The film is a pleasant departure from contemporary documentaries about India such as Born into Brothels, which brims with the filmmaker’s personal ideology. As a director, Pahuja lets Ruhi and Prachi speak for themselves. Her off-camera questioning is simple, yet Pahuja elicits profound responses from both girls and cuts the dialog in ways that adds poignancy to her subjects’ statements. Intimate camerawork and candor reveal surprising similarities behind Ruhi’s and Prachi’s veneer of irreconcilable differences. They navigate complex social forces with urgency reflective of the impending prospect of marriage – and the likely end of their present idealism.
India has one of the world’s youngest populations. The country is also in the midst of a vast trend towards urbanization. Although Ruhi and Prachi do not meet in the context of the film, in the coming years millions of young women much like them will converge in India’s cities and universities. As inheritors of a rich past and connoisseurs of the present, their generation will have to determine if the cultural valences explored in the film can be harmonized in ways that preserve the best of tradition, and sensibly accommodate the best of the new.
Until February 1, 2014, The World Before Her may be viewed online here: http://www.pbs.org/pov/worldbeforeher/
Thank you, Gopala, for this thoughtful review. 🙂 I will definitely watch this documentary!
I saw the documentary a couple months back and thought it was fantastic. I feel like every devotee should actually see it because it brings out how the issue of modernization versus traditionalism is not at all as cut and dried as many of the western devotees would like to think.

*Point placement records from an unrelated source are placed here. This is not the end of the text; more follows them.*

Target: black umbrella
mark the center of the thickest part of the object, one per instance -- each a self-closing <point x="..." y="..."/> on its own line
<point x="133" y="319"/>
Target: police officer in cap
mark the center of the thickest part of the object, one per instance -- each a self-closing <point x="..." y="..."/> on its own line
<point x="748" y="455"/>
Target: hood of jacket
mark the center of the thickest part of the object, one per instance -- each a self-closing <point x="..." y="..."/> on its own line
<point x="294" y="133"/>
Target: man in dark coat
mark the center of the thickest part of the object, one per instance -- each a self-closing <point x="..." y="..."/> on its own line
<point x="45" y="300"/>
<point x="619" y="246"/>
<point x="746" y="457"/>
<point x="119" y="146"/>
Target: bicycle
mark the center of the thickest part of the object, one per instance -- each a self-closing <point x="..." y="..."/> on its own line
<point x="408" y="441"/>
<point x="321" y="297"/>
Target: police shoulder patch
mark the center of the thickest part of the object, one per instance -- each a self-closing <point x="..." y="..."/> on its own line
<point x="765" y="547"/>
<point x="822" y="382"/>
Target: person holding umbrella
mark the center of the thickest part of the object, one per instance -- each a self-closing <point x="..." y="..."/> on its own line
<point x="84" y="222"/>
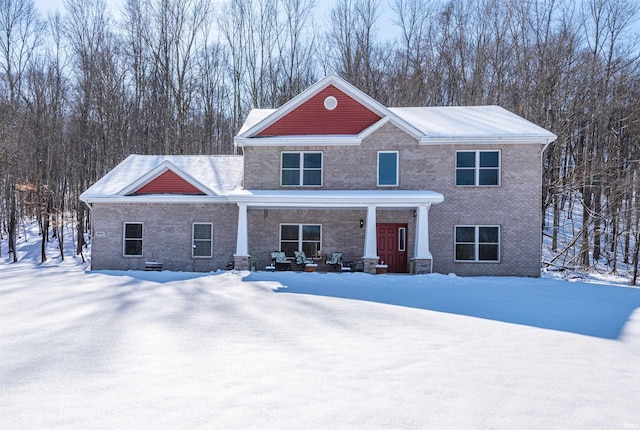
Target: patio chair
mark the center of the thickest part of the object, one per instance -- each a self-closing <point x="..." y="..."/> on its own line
<point x="280" y="261"/>
<point x="301" y="258"/>
<point x="335" y="260"/>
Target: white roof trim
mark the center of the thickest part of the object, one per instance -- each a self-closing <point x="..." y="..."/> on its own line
<point x="303" y="140"/>
<point x="331" y="79"/>
<point x="156" y="198"/>
<point x="395" y="120"/>
<point x="157" y="171"/>
<point x="493" y="140"/>
<point x="334" y="199"/>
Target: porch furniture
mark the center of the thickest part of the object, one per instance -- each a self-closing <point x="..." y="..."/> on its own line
<point x="381" y="268"/>
<point x="335" y="261"/>
<point x="280" y="261"/>
<point x="310" y="267"/>
<point x="301" y="258"/>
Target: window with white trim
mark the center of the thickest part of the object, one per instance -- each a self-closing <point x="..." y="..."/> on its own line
<point x="132" y="239"/>
<point x="477" y="243"/>
<point x="300" y="237"/>
<point x="202" y="240"/>
<point x="387" y="168"/>
<point x="301" y="169"/>
<point x="477" y="168"/>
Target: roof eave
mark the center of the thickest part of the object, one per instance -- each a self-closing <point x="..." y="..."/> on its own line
<point x="489" y="140"/>
<point x="155" y="198"/>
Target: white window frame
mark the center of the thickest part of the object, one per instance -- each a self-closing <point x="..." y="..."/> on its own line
<point x="477" y="244"/>
<point x="302" y="168"/>
<point x="300" y="230"/>
<point x="125" y="239"/>
<point x="397" y="181"/>
<point x="194" y="240"/>
<point x="477" y="168"/>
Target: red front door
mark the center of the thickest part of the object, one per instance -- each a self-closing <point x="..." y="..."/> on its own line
<point x="392" y="246"/>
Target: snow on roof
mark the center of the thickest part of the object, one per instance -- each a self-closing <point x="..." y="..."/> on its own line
<point x="470" y="122"/>
<point x="219" y="173"/>
<point x="451" y="122"/>
<point x="336" y="198"/>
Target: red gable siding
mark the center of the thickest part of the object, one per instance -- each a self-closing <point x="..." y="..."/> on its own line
<point x="311" y="117"/>
<point x="168" y="183"/>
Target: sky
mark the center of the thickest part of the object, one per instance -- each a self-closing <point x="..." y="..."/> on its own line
<point x="323" y="9"/>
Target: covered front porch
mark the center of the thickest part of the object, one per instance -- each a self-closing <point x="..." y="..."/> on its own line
<point x="349" y="222"/>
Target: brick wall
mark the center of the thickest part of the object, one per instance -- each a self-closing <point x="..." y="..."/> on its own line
<point x="167" y="235"/>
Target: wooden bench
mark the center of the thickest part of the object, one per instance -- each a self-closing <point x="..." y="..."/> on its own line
<point x="152" y="266"/>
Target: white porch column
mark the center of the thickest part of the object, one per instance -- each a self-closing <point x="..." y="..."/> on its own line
<point x="422" y="233"/>
<point x="370" y="246"/>
<point x="242" y="243"/>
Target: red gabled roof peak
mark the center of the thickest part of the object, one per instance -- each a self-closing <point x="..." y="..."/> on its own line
<point x="331" y="111"/>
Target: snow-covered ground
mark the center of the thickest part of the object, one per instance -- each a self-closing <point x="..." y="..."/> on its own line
<point x="239" y="350"/>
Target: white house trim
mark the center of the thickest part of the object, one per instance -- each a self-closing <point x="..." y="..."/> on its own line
<point x="159" y="170"/>
<point x="326" y="199"/>
<point x="492" y="140"/>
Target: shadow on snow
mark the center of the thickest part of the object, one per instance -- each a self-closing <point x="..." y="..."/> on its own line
<point x="581" y="308"/>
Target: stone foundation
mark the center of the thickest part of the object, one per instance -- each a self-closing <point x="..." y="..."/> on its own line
<point x="370" y="265"/>
<point x="421" y="266"/>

To me the power of the film lies in the fact that you really can’t relate to either one of the sides that the two girls represent, so what that automatically makes you do is look for the middle ground. I’m not totally sure that the director intended it, but the lack of identification is a very subtle but persuasive way to make people choose the middle path. Both girls have something to say that resonates with you, but the way they play it out in their lives is often quite objectionable.
One point you made in the review, Gopal, I have to disagree with, though. I felt like the director was quite strongly giving her own opinion through the film. Her agenda was clearly to show that women need to be free to make their own choices and be able to access education and so forth. In fact, the movie has morphed into a social movement and they are doing a whole big campaign in India through it to fight for girls’ rights.

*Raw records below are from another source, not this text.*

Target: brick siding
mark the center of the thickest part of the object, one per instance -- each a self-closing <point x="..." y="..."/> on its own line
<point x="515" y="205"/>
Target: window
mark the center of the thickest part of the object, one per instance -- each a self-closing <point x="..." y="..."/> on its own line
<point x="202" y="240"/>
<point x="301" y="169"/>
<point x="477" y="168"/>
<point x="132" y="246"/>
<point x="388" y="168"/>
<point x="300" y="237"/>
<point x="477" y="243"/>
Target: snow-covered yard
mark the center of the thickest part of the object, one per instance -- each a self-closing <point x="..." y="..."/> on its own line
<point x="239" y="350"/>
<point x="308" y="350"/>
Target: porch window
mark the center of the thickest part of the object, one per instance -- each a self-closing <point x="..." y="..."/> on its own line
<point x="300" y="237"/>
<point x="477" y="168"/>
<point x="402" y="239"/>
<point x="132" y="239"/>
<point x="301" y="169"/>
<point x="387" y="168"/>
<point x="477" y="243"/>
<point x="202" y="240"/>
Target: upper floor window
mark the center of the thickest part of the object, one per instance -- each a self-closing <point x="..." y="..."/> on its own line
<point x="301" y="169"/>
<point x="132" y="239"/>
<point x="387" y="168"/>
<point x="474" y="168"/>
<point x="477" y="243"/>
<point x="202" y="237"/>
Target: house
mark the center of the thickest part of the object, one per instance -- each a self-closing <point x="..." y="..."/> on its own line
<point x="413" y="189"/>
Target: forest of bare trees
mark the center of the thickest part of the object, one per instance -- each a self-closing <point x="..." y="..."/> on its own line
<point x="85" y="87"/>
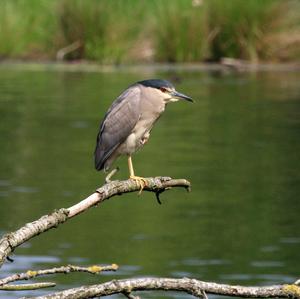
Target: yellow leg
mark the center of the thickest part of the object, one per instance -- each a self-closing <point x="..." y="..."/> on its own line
<point x="139" y="179"/>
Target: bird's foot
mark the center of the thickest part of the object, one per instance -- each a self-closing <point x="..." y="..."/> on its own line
<point x="141" y="181"/>
<point x="109" y="176"/>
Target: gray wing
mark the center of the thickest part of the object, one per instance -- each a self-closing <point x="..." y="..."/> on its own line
<point x="117" y="124"/>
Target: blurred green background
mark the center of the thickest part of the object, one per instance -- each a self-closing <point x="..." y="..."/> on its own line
<point x="132" y="31"/>
<point x="238" y="144"/>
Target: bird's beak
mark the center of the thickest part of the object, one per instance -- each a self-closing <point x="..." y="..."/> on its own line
<point x="181" y="96"/>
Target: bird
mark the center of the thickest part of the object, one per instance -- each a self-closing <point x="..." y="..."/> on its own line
<point x="128" y="122"/>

I think just the fact that the director chose Prachi, who had issues with the traditional women’s role although she was preaching the opposite at the camp, showed a bias. But don’t get me wrong, though, I’m all for that bias! 🙂
In watching this film, I felt like Prachi was mistaken about what things are encroaching from the west.

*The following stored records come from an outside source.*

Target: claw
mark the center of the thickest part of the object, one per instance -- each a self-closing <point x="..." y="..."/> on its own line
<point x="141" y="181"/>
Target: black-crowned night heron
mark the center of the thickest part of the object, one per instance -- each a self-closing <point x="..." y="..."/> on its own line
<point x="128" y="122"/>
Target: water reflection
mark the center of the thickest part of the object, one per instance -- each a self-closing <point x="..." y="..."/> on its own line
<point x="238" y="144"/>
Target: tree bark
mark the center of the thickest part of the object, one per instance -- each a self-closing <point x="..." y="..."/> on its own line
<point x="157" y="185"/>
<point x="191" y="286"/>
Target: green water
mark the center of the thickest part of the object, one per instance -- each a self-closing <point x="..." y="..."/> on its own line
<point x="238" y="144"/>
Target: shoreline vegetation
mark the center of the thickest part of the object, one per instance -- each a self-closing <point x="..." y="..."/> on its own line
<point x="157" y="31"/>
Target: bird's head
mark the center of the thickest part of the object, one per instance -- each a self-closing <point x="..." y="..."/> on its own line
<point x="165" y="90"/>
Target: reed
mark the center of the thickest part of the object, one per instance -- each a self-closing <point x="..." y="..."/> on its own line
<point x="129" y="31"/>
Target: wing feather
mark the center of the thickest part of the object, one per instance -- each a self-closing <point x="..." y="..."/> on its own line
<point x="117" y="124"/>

It seemed a grave mistake to say that equality between men and women was a western concept.
As the camp taught girls that they are weaker than men and that wanting a voice or having opinions was a western thing, I have to wonder why they weren’t being taught about strong, fierce, proud women like Draupadi, Gargi, and Marabai to name just a few.
Hindu history is full of women who bucked traditional roles and helped advance their husband’s spirituality.